Seven Mile Beach (SMB) is a long crescent of coral-sand beach on the western end of Grand Cayman island. Seven Mile Beach is known for its beauty, receiving the honor of "The Caribbean's Best Beach" in 2015 from Caribbean Travel and Life Magazine. It is public property (Because of the rule from the high tide down is public ) and one is able to walk the full length of the beach, regardless of where you are staying. The Seven Mile Beach is the most popular and most developed area of Grand Cayman. It is home to the majority of the island's luxury resorts and hotels. Despite the name, a generous measurement puts the actual length at just a bit over  long. A realistic length for the uninterrupted sandy beach is about 6 miles. The beach falls victim to annual erosion, which has reduced its size in some areas, and may have reduced its length at the ends. Like the rest of Grand Cayman, the development around the Seven Mile Beach was severely damaged in Hurricane Ivan in September 2004 but many condominiums & hotels are still running at full capacity.

Restaurants open to the public can be found at most of the resorts, which includes several public beach bars. Some small reefs are located just off shore which offer good snorkelling, most notably by the Marriott hotel (an artificial reef), Government House (the Governor's residence), and just north of Seven Mile Public beach. 

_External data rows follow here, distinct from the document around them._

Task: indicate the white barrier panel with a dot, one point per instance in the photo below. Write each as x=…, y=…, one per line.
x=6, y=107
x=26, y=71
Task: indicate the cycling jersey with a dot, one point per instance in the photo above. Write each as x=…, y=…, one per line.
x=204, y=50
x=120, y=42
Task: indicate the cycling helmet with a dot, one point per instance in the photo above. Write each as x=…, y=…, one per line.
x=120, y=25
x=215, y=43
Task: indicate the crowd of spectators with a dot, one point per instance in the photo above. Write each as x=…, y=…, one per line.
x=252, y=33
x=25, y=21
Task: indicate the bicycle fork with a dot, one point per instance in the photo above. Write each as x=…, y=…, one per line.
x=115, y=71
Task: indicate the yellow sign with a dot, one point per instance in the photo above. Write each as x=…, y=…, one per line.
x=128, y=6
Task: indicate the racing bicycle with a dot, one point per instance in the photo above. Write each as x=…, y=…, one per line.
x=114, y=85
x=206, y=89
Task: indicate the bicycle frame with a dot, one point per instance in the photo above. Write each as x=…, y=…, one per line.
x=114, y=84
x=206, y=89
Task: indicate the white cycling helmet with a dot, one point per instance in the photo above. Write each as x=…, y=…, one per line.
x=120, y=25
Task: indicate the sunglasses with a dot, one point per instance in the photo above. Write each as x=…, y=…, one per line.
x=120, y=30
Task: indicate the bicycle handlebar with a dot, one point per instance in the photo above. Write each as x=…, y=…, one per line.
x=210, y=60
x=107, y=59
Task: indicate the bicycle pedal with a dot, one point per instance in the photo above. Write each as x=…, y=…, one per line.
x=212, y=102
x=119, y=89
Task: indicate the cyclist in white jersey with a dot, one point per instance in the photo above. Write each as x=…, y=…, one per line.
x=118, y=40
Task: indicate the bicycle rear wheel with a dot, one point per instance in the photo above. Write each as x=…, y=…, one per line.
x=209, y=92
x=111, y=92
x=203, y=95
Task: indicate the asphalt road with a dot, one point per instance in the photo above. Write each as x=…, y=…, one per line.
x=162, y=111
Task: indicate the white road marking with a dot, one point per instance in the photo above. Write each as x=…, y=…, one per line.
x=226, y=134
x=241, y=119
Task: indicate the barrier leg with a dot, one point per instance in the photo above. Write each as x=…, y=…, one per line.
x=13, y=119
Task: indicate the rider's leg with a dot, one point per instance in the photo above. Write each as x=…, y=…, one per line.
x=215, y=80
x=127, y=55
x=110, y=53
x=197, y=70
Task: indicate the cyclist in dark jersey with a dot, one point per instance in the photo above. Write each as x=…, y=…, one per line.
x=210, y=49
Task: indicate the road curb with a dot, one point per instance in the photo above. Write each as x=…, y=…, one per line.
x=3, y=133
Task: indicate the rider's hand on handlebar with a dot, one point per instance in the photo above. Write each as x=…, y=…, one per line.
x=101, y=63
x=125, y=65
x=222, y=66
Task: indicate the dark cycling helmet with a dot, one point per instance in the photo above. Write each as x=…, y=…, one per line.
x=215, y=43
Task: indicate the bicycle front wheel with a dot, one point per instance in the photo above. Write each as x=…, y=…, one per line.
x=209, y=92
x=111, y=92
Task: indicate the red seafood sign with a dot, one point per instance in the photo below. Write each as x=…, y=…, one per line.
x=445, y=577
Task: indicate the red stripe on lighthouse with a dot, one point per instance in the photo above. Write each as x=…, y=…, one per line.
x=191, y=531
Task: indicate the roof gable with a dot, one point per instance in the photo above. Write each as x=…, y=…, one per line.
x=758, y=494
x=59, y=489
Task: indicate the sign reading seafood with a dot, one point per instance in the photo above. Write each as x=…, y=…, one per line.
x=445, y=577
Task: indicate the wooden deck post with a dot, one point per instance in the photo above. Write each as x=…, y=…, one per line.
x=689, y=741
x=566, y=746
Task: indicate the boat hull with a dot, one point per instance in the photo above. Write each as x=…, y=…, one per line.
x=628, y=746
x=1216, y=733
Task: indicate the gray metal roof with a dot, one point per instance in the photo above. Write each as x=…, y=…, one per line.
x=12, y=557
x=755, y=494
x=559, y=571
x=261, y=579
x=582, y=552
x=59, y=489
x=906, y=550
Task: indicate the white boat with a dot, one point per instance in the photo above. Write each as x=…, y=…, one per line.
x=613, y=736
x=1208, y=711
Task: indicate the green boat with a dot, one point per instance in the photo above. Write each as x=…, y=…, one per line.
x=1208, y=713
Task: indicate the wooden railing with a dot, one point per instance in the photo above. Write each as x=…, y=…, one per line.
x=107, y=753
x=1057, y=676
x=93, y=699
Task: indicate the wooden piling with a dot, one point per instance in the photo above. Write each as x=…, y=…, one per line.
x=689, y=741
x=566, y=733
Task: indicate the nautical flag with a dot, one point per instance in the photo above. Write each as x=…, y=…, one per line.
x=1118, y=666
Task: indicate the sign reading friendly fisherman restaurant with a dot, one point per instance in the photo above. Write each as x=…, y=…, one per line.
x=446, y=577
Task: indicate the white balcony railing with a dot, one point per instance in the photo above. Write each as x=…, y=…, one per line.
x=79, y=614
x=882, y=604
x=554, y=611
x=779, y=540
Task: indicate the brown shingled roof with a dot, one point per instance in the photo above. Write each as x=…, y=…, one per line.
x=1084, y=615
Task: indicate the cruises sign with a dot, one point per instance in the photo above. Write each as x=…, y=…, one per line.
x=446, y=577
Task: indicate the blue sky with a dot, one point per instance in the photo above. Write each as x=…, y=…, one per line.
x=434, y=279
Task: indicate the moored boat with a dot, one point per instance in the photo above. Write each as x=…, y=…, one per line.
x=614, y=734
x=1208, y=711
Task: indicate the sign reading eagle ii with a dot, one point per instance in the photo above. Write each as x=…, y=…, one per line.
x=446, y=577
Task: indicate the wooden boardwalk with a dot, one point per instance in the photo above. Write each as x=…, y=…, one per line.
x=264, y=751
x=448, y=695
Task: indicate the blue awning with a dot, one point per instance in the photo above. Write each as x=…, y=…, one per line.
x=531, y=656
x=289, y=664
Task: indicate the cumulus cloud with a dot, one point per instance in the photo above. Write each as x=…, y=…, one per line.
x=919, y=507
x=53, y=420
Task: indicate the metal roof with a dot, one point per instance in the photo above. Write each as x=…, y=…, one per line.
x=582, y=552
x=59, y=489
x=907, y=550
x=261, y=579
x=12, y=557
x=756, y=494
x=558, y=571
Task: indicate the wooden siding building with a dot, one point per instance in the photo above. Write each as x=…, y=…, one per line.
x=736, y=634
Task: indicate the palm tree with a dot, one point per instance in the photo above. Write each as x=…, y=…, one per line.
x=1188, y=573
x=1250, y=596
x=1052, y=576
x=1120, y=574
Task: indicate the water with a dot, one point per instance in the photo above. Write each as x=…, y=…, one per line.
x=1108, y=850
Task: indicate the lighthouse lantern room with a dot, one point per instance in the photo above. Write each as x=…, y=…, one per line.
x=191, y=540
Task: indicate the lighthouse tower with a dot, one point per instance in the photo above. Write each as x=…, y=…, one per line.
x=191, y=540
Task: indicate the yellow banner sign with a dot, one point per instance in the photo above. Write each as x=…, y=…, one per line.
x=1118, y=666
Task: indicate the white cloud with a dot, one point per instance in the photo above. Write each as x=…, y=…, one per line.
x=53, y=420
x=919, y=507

Directly to the south of Seven Mile Beach is George Town, the capital city of the Cayman Islands and where the tourists come in, while to the north is the district of West Bay, which features a turtle farm and the limestone formations of Hell. Right across from Seven Mile Beach, is Camana Bay, a small town that also acts as a large shopping and office park. There are many amenities, with restaurants, cafés, and a cinema.